Several YAs mentioned it as the highlight of the 25-28 March Young Ambassadors’ Seminar so far, confident that their National Olympic Committee (NOC)s’ athletes will embrace it in August, in the same way they have.
“It’s enjoyable, and if I can enjoy it, the rest of the team will be able to enjoy it”, said Cecilia Low of Singapore.
Bulgaria’s Damyan Dikov added: “I was expecting it to be impressive but it’s much more.”
The CEP is unique to the Youth Olympic Games and aims to educate young athletes about different cultures and on issues such as doping and nutrition.
During the first two days of the seminar, where the YAs are being prepared for their role during the Games, they visited the City Wall and attended cooking and relaxation classes at the Nanjing Secondary Vocational School of Tourism and Nutrition.
At the ancient landmark, they learnt to reproduce wall bricks, fly a kite and perform traditional activities like spinning a diabolo.
As the YAs have received the kites as a gift, Shamim Bridget Bangi of Uganda hopes to try flying hers again when she is back home.

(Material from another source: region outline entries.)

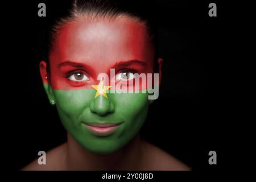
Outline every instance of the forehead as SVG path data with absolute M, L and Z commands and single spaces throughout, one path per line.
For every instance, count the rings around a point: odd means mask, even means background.
M 147 35 L 144 25 L 131 18 L 77 19 L 60 28 L 50 61 L 102 67 L 119 61 L 151 61 L 154 51 Z

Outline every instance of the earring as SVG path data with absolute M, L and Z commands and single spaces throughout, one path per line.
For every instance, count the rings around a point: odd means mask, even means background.
M 54 100 L 51 100 L 50 101 L 50 104 L 51 105 L 52 105 L 53 106 L 54 106 L 55 105 L 55 102 L 54 101 Z

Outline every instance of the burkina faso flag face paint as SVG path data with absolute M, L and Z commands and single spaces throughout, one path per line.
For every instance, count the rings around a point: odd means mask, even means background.
M 154 52 L 147 35 L 142 24 L 123 17 L 77 19 L 59 30 L 49 56 L 49 75 L 46 77 L 43 61 L 41 76 L 65 129 L 85 148 L 113 152 L 145 121 L 150 84 L 129 81 L 154 73 Z M 124 88 L 128 92 L 120 92 Z

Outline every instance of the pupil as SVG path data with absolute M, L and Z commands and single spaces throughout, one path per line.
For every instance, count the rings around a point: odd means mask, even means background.
M 81 73 L 77 73 L 75 74 L 75 78 L 76 80 L 81 80 L 84 78 L 84 74 L 81 74 Z
M 127 74 L 127 73 L 123 73 L 122 75 L 122 78 L 123 79 L 126 79 L 126 80 L 127 80 L 127 79 L 128 79 L 129 78 L 129 73 Z

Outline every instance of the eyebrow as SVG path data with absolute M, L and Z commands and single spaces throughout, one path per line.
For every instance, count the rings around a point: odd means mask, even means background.
M 145 66 L 147 65 L 147 63 L 144 61 L 138 60 L 133 60 L 126 61 L 121 61 L 115 63 L 113 67 L 125 67 L 132 64 L 141 64 L 141 65 Z
M 86 65 L 86 64 L 79 63 L 75 63 L 71 62 L 69 61 L 67 61 L 58 64 L 58 68 L 60 69 L 61 67 L 65 66 L 72 66 L 73 67 L 77 68 L 90 68 L 90 66 Z

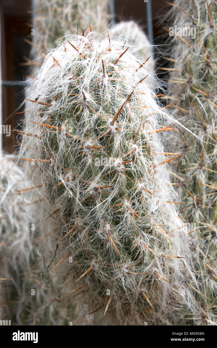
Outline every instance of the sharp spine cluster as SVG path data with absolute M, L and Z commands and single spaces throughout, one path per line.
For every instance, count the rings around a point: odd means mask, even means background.
M 157 103 L 150 70 L 123 43 L 91 32 L 46 56 L 20 157 L 35 187 L 47 271 L 75 293 L 64 300 L 76 296 L 112 323 L 176 324 L 196 311 L 197 285 L 158 134 L 175 120 Z
M 200 324 L 213 325 L 217 314 L 217 6 L 205 0 L 176 0 L 170 5 L 172 25 L 194 28 L 196 35 L 173 38 L 169 97 L 175 101 L 176 119 L 203 141 L 191 134 L 186 139 L 181 131 L 176 139 L 168 136 L 165 143 L 170 139 L 173 149 L 185 155 L 173 169 L 179 172 L 176 177 L 180 185 L 176 187 L 185 204 L 180 213 L 193 226 L 189 244 L 198 284 L 193 289 L 200 309 L 196 316 Z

And it is not just the kite that Bangi is taking back to Uganda. She talked about coming face-to-face with the 600-year-old wall.
“I have to tell [my friends] what they didn’t see but I saw. The story I’ll tell them is that the wall was really great and at least I saw something in China. It is real.”
Low agreed: “It’s a new experience because we don’t have that in Singapore. There’s no space to build a wall, and we’re not that old. Six hundred years ago there was no Singapore!”
Apart from learning how to make local dumplings, most YAs were keen on the massage workshop at the school during the second day, praising its usefulness in helping athletes relax.
One-hundred-and-four YAs from every continent are at the seminar in Nanjing, which kicked off with team-bonding games on the first day.
Dikov thinks they were very helpful in breaking the ice: “We didn’t know each other – well, not that we know each other a lot now – but it was a really good experience because every game was in different groups, and we have to do quizzes and stuff, and work together as a team. I really like the effort made by the organisers. It was crazy.”
The YAs also had the opportunity to check out the Youth Olympic Village and undergo media training.
Philippe Furrer, IOC Head of YOG Creative Services, explained to the YAs at the welcome presentation that their priority was to encourage athletes to participate in the CEP, and to inspire them to act and use sport as a catalyst for change.
“It’s all very well to have vision and speak nice words, but if there’s not action, what’s the use of it?
“It’s a lot of work, but through innovations, good partnerships and good ideas, you can deliver”, he noted.
“You are our messengers and you carry this brand.”